I don’t have the full picture, so forgive my ignorance on some of this… I am curious, how far down the road does this push us WRT simplifying our String/Text madness in Haskell?
I would not say that String is a weakness, it is actually a strength. There is no way not to have Char in base and there is no way not to have lists, so [Char] will be always available. It totally makes sense for base not to introduce more entities than needed and just use [Char] to represent strings. It’s also a wonderful educational tool: while there are certain pitfalls with readFile :: String -> IO String, a novice can start writing something useful knowing only about lists and basic polymorphic operations on them. This is as simple as possible.
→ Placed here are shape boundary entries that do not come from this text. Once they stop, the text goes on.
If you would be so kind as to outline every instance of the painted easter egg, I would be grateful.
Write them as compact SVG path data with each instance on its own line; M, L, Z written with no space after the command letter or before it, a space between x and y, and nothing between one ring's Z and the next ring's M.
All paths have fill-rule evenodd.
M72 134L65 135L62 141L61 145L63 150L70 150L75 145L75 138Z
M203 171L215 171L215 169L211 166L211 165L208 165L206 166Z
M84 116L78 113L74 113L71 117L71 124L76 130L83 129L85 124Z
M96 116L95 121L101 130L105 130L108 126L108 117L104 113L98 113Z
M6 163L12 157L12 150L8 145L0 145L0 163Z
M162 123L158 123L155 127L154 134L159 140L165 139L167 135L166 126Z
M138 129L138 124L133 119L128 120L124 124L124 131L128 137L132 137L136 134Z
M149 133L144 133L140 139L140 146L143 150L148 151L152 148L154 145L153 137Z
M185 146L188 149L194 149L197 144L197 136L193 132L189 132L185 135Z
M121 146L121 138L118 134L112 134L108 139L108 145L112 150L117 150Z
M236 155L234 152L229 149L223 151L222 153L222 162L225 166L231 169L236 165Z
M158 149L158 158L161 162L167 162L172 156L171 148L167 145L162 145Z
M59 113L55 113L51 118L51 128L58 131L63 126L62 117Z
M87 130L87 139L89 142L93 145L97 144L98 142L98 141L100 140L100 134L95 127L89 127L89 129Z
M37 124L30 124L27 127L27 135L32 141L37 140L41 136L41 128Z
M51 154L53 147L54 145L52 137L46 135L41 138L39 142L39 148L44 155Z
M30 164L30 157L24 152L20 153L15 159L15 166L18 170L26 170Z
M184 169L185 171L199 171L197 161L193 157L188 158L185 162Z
It is a weakness in a sense of making “bad” things easier than “good”.
You start with [Char], then you add some printfs, read a file or two, show some things… and then you find yourself deeply committed to your training wheels.
Yes, I know about some use cases where [Char] is okay. But you need to be on a lookout to prevent it from leaking into all the other places.
I’m even fine with the [Char] type by itself. The madness lies in the String.
In practice, String and [Char] are warts that make implementations more complex, more verbose, and less straightforward for practical use of Haskell in production. They also complicate teaching/learning Haskell to/for beginners. To say otherwise is not wrong, but obviously not the conclusion you would arrive at as a new Haskeller uninhibited by experiential baggage from Haskell of yesteryear.
The madness lies in the String.
I’d argue the madness lies in the prolific use of String in the ecosystem, starting with base and extending to the rest of our “standard library”.
I don’t understand why we can’t (conceptually) remove type String = [Char], change all the relevant functions such as putStrLn to use Text instead, and make string literals have the type Text?
This would pretty much solve the string situation afaict (but of course the cost of breakage would be very high).
I think the problem is deeper than just choosing a type. Given that that correct way to interact with a terminal depends on the mode that terminal is in I don’t think there is a unique choice that works properly. For example
It seems, the hardest part of this fix is figuring out the best course of action.
Maybe we should advocate for the HF Technical WG take on this next step?
Given how GHC breaks our world from time to time, and given how “graceful migrations” is a mostly solved problem, I don’t see why we couldn’t figure this out if we try and push hard on it.
Think of how nice it will be to not need to go through all the extra hoops when using Text!
Do they even force UTF8 for interacting with the terminal? I’m personally in favour of requiring UTF8 everywhere but I’m not sure if there are other encodings in popular use on interactive terminals.